When set to true, software should be configured to use the task
directory instead. When set to false, software should use the host's
temporary space.
By extension, this --use_work_dir_as_temp parameter can be used to
control task's scratch directive.
Pipelines should define CPU, memory, and runtime requirements tailored
to each software and inputs. We want to avoid nf-core's generic labels
because they are often a poor fit and lead to excessive resource
wastage.
To signify this, pipelines may remove all withLabel: that come with
the nf-core template.
Outputs
Most of the conventions are already defined in the output convention as they form a contract with downstream consumers.
However, pipelines don't have to explicitly request all possible identifiers
(${assembly}, ${run}, etc) just for the sake of naming the outputs
correctly. Pipelines should use the "baseName" of the input files
whenever possible and assume that Genome After-Party production
inputs will be named in such a way that the naming convention
is fulfilled all the way through.
For instance, the variantcalling pipeline
takes aligned reads in BAM/CRAM and simply changes the extension to
.deepvariant.vcf.gz.
The naming convention applies because in production, it is run on
readmapping outputs that themselves comply.
Pipelines should have a MultiQC report for the whole run.
Only the HTML file needs to be published, directly in the results
directory, and it should be named multiqc_report.html.
Lastly, when a pipeline merges data files, it shall name the
merged dataset merged_${#} and list the identifiers of the merged
data files in a file named SOURCE.txt.
This file lists the source runs (${accession}), one per line.
Testing
All pipelines must define both a test and test_full profile as per
the testing conventions.
The test profile shall be used in the default.nf.test test.

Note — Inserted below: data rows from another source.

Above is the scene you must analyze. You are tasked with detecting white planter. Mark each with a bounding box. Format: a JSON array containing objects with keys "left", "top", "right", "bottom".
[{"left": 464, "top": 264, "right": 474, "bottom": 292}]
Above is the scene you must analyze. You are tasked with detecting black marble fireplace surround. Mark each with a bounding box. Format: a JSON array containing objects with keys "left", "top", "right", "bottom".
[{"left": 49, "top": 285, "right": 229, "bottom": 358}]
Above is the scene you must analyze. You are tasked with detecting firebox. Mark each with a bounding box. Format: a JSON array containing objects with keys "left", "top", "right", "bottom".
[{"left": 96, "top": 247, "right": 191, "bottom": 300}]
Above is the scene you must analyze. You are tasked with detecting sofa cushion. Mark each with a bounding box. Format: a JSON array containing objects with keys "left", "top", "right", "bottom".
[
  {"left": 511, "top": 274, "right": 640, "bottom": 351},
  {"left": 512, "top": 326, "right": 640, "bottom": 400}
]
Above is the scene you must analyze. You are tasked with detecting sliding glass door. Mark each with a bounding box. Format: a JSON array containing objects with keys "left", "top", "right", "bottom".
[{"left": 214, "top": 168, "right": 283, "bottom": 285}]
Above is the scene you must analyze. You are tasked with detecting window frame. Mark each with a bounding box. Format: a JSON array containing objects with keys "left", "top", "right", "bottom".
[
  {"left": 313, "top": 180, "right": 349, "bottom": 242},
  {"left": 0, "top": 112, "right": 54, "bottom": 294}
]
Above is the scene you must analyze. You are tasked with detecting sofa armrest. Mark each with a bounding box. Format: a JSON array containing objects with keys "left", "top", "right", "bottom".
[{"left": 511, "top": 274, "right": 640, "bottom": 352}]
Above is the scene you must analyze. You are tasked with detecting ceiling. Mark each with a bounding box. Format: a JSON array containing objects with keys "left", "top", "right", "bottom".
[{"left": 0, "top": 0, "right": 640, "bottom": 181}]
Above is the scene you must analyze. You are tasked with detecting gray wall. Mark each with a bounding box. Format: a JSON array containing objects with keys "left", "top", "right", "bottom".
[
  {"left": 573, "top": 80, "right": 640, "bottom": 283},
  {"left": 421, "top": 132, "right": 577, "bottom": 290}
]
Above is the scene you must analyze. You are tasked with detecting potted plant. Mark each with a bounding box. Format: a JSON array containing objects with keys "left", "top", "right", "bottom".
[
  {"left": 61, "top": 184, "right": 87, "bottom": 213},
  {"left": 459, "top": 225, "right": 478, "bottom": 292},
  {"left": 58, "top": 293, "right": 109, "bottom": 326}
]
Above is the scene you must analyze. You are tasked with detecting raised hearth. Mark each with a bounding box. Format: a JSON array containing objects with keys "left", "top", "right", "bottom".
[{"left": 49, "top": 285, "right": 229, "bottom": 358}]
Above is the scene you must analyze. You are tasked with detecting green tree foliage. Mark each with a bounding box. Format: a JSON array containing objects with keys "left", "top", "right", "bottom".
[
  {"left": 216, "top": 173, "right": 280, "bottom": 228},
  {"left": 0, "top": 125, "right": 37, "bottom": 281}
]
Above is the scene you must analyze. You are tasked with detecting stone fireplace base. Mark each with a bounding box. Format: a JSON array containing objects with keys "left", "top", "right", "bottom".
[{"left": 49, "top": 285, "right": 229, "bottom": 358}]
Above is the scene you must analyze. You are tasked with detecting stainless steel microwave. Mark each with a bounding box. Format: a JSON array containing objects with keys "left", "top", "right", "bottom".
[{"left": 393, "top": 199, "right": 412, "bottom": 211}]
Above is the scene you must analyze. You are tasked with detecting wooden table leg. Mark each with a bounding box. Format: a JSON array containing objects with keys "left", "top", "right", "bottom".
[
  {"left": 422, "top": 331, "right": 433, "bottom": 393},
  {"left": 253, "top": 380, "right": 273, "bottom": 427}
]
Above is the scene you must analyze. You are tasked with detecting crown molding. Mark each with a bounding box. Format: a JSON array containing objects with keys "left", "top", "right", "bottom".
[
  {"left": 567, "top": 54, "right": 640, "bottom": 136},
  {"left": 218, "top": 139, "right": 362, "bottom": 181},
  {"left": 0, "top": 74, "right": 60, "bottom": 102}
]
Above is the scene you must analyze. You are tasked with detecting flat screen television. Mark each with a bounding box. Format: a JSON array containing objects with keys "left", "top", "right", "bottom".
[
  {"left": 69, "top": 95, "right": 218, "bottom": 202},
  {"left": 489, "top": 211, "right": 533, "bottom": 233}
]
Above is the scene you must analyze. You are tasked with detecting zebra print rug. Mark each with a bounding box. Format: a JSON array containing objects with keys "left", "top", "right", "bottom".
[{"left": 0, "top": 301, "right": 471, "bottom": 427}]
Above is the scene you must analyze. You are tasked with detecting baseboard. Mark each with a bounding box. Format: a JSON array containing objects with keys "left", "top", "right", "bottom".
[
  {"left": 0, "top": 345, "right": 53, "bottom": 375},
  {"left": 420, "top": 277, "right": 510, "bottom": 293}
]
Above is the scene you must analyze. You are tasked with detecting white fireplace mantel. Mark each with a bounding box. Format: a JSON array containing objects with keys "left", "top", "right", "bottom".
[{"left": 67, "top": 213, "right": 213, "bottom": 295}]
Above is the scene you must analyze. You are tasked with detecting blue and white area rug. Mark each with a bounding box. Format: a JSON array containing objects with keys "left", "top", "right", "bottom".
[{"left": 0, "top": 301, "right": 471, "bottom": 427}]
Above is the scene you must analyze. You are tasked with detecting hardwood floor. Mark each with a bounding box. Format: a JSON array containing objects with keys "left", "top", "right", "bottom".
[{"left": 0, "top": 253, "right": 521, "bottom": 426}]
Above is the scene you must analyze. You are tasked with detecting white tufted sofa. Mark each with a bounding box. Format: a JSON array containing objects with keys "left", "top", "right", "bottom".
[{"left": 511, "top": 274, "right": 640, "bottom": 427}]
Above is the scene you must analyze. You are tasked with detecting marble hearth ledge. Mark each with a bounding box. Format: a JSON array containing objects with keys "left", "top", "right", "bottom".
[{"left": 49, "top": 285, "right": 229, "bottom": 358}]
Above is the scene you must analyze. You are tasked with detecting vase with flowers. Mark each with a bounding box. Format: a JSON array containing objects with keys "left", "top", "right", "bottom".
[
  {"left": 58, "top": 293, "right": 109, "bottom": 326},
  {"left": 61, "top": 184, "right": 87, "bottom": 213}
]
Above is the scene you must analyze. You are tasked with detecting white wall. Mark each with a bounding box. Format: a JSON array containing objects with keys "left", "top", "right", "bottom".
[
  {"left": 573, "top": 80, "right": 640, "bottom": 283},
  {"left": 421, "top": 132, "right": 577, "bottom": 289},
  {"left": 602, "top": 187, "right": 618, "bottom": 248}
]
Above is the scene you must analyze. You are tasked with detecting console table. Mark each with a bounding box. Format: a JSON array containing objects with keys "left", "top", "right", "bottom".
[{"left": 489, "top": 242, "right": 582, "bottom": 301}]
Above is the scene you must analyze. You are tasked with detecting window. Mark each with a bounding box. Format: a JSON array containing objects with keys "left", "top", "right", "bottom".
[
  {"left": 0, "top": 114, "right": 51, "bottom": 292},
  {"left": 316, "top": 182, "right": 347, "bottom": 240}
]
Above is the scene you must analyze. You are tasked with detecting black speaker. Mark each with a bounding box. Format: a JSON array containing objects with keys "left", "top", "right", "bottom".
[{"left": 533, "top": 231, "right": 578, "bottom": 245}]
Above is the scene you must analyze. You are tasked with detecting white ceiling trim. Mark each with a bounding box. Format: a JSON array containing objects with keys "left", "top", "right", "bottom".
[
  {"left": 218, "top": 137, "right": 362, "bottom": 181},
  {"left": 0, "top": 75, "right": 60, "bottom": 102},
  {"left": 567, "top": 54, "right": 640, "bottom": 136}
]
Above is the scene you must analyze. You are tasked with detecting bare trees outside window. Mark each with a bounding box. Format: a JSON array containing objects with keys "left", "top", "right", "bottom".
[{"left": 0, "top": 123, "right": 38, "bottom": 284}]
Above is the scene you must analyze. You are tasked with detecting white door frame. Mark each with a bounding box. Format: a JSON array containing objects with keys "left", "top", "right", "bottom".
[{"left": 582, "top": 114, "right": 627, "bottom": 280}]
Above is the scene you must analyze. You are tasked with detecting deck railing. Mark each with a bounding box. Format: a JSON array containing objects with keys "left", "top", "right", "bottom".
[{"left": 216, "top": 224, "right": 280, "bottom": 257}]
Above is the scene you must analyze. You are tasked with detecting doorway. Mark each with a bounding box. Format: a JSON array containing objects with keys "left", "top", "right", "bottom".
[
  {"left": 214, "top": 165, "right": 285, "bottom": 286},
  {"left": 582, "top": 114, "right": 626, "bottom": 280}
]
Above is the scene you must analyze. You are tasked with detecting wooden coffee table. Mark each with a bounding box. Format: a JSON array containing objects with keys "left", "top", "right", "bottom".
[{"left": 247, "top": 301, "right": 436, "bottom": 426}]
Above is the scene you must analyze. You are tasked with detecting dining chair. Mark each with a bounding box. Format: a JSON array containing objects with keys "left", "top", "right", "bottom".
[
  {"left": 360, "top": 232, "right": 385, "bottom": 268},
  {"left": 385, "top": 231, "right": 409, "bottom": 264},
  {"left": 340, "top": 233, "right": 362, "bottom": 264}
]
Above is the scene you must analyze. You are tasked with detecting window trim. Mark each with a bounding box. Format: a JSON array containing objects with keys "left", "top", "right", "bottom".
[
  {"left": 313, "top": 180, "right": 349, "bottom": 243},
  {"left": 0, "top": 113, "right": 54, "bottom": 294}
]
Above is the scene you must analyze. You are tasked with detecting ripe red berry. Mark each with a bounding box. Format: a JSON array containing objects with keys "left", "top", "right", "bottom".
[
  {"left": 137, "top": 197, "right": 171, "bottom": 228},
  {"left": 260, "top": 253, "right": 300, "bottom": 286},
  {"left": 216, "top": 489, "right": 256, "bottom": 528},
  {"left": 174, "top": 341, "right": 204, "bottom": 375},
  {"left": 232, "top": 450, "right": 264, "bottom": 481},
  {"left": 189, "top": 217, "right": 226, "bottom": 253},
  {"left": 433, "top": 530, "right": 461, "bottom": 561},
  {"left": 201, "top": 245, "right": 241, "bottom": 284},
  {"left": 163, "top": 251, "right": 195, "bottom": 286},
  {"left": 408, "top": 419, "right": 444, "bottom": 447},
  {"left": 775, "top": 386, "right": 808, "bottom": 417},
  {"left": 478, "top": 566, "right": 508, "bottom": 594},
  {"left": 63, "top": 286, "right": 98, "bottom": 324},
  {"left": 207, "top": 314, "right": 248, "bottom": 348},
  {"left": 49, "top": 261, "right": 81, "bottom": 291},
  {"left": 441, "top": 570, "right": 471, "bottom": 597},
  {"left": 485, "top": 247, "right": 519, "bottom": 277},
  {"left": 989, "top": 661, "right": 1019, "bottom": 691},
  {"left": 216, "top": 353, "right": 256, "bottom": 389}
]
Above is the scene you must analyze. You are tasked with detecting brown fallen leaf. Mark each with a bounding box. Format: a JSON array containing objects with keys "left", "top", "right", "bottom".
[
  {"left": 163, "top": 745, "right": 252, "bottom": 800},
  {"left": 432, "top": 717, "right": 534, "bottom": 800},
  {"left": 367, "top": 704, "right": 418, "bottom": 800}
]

It must also work as is, without any additional parameters
or prior environment setup from anywhere, e.g.
nextflow run . -profile singularity,test --outdir results
The test profile should run under 15 minutes, ideally less than
5 minutes.
The test_full must also work as is, without any additional parameters,
but may require the Sanger farm environment, e.g. for database or
input paths:
nextflow run . -profile singularity,test_full --outdir results_full
The test_full pipeline may take up to a day to complete. It is
meant to represent a real, small, species.
test_full is automatically run on dev.
Finally, all pipelines should have a Release Sentinel dataset defined
– more information on Confluence.
Release Sentinel datasets are much more expensive than test_full.
With often a dozen species defined, including some large ones, a
Release Sentinel dataset may take up to a week to complete.
It is therefore run less frequently, usually only before releases
when there is a certain risk of performance or quality regression.